Gender board disclosure mandates like the one attempted by SEC may be well-intentioned, but they fail to deliver on intended outcomes. Advocates of greater board diversity commonly argue it improves a firm’s financial performance. The data are less certain. Plus, these mandates ignore the gains women have made over the past 40 years.

The case for increasing gender diversity on corporate boards is usually made on economic and ethical grounds. However, a large body of research over several decades is inconclusive at best. Some studies find a mutually supportive relationship between diversity and corporate performance to support the arguments above and others find limited or no effect.

Proponents also attempt to justify gender board rules on the grounds that increasing female board representation will lead to better outcomes for all women, especially younger women. Unfortunately, evidence doesn’t support that claim either. The presence of one female board member has led some companies to feel the gender diversity box is checked, and no other women are needed, undermining the goal of seating the most qualified individuals.

The gains for women appointed to boards have not trickled down to women at executive, managerial or entry levels. Neither have young women been drawn to education programs or career tracks that would lead to the C-suite.

But advocates like board disclosure mandates because they provide ammunition for public shaming and pressure campaigns by activists, stakeholders and staff. In the charitable sector, board mandates could lead to the loss of charitable resources as corporate donors flee while saddling financially stretched organizations with higher compliance costs.

Most concerning, gender mandates are unjustifiably discriminatory. The Equal Protection Clause of the 14th Amendment prohibits government policies that differentiate on the basis of race or sex unless there are important government objectives. For example, the Supreme Court has held a state cannot require just husbands to pay alimony upon divorce but not wives, ruling “gender was not an ‘accurate proxy’ for financial need.” Nor can a military academy only admit men. Sex-based discrimination has faltered under judicial scrutiny. How can we legalize treating individuals unfairly based on gender to achieve parity?

The reality is the shift is happening without destructive mandates. Over my lifetime women have seen tremendous growth in executive roles and on corporate boards. Women run over 10% of the nation’s Fortune 500 companies. They comprise 46% of new independent directors of S&P 500 boards–up 92% in 10 years. Last year, a third of all S&P 500 board directors were women.

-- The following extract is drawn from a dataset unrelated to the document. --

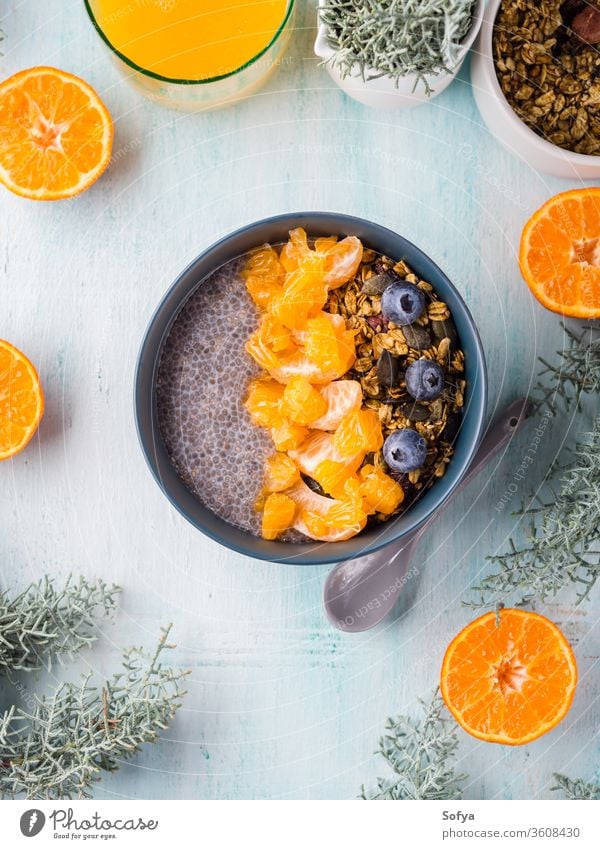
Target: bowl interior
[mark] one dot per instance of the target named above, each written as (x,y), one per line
(524,132)
(276,230)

The steady rise of women in leadership shows companies and organizations recognize more and more the value of merit. As individuals, women bring a wealth of knowledge, expertise, experience and connections that can improve corporate performance. The problem arises when the selection of women for such positions becomes a check-the-box exercise to meet arbitrary mandates.

Disparities tend to emerge because of choices women make that impact their career trajectories. As Nobel Prize-winning Harvard professor Claudin Golden confirmed through her research, mothers (and fathers) face career penalties. Women seek greater flexibility to manage other important personal priorities such as raising children and caregiving for aging parents. They choose career paths, occupations, industries and schedules that impact their career development, pay and opportunities. Those choices likely play a role in women’s qualifications and availability for leadership and board positions.

Perhaps the expansion of opportunities and choices, rather than an obsession with parity, is the right measure for women’s success. Women today make many different work-related choices to balance other aspects of their lives that affect their individual career trajectories and, cumulatively, women’s progress.

When merit and capabilities are valued and opportunities increase, whether or not we see greater female representation on boards, in executive positions or high-paying occupations, it becomes a function of what women prioritize, not what is mandated by a body such as the SEC. In a free society, those are decisions best left to women.

Patrice Onwuka is the director of the Center for Economic Opportunity at Independent Women’s Forum, and a Philanthropy Roundtable Adjunct Senior Fellow.